Localities: Defeating Moore’s Law, Technological Progress, Better Lives for Americans

by Mike Wendy on November 1, 2017

Moore’s law – which states that roughly every two years computing power doubles – is being defeated by local officials.


Cellphone reception in our area has been spotty for years. When at home, I get around this by using wi-fi assist, which connects my calls seamlessly.  Elsewhere  – especially near the local military base – service isn’t so great.

Recently, however, my provider began putting in new “micro-sites” to improve coverage. I look forward to this because it will make my smartphone truly useful in the areas where I live and do business – that is, in mobile settings, outside of my house (like the cellphone / smartphone is designed to do).

Establishing new cell towers for better coverage here has been a contentious issue for a long time. Parent groups and other “anti-radiation” activists have waged war on keeping cell towers off local school grounds, government buildings and private private property. Irrational (and debunked) safety concerns, among others, have hogtied local officials, creating a string of virtual dead zones in the eight-mile stretch of roads from Old Town Alexandria down to Mt. Vernon.

Anti mobile activist demonstrating in front of the FCC earlier this year.

Our area is not alone. This experience is commonplace throughout America.

Sadly, we all lose as a result.

The mobile Internet is the future. Private networks are racing to meet this demand. 5G technology represents the next step for U.S. mobile broadband networks. But, there’s a hitch. While it will provide lighting speeds for mobile products, its infrastructure also needs more cell site “densification” due to its signal characteristics. Consequently, for this next step to succeed, we’re going to need a several-fold growth in the location of cell sites across America.

Thankfully, this infrastructure will be smaller – about the size of a pizza box. But that doesn’t mean the challenges are any less. Rather, if our area is any example, it will only multiply the opportunity for local officials and activists to hold up technological, societal and economic progress.

Non-towered cell / antenna site located atop a private building in Fairfax County.

As the former FCC official who “discovered” wi-fi, Michael Marcus, tweeted this morning:

“Wireless infrastructure is a bigger contributor to #5G capacity than even #spectrum but faces problems w/timely local gov’t approvals…”

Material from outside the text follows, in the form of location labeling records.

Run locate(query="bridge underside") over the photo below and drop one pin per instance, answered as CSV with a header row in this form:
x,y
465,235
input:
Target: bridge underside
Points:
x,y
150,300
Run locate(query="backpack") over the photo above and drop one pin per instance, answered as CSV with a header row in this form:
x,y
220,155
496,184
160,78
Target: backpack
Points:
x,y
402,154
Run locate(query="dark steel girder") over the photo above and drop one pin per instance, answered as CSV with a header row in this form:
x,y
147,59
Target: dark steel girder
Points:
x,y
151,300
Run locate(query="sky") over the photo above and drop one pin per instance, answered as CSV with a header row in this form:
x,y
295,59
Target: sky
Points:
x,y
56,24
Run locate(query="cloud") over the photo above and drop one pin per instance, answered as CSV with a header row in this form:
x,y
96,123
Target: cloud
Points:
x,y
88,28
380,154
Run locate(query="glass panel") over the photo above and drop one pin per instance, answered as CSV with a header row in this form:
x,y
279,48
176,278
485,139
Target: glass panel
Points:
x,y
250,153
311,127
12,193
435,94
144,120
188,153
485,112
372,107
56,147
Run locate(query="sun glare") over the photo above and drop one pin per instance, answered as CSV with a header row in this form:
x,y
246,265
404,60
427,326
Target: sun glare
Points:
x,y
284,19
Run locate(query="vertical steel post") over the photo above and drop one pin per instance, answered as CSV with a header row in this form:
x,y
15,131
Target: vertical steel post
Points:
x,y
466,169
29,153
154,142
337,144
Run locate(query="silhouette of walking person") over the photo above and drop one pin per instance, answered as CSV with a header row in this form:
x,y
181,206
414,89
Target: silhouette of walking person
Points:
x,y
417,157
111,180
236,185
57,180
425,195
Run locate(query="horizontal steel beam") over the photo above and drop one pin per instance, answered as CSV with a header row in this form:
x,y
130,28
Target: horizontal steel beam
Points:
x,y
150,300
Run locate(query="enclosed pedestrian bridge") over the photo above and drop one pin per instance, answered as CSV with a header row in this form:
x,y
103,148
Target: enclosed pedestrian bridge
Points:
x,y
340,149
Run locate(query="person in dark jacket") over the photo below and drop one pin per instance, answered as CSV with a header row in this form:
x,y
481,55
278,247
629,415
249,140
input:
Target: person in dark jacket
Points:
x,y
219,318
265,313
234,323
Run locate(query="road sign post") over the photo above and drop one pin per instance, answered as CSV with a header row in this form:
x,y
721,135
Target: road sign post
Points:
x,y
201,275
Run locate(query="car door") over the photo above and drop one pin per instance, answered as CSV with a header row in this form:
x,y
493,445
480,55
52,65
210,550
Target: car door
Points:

This does not need to occur. Localities should work with private operators to develop better policies which reduce bureaucracy, time and expense in getting mobile infrastructure online.  Sure, cities can do what they want. But, they will be left behind in the information age – and their constituents will have fewer tools with which to make their lives more productive, connected and better – should their policies and practices favor the slow road of the past.

Moore’s law, and the progress it brings, shouldn’t be laid low by snail-paced, extortive local processes.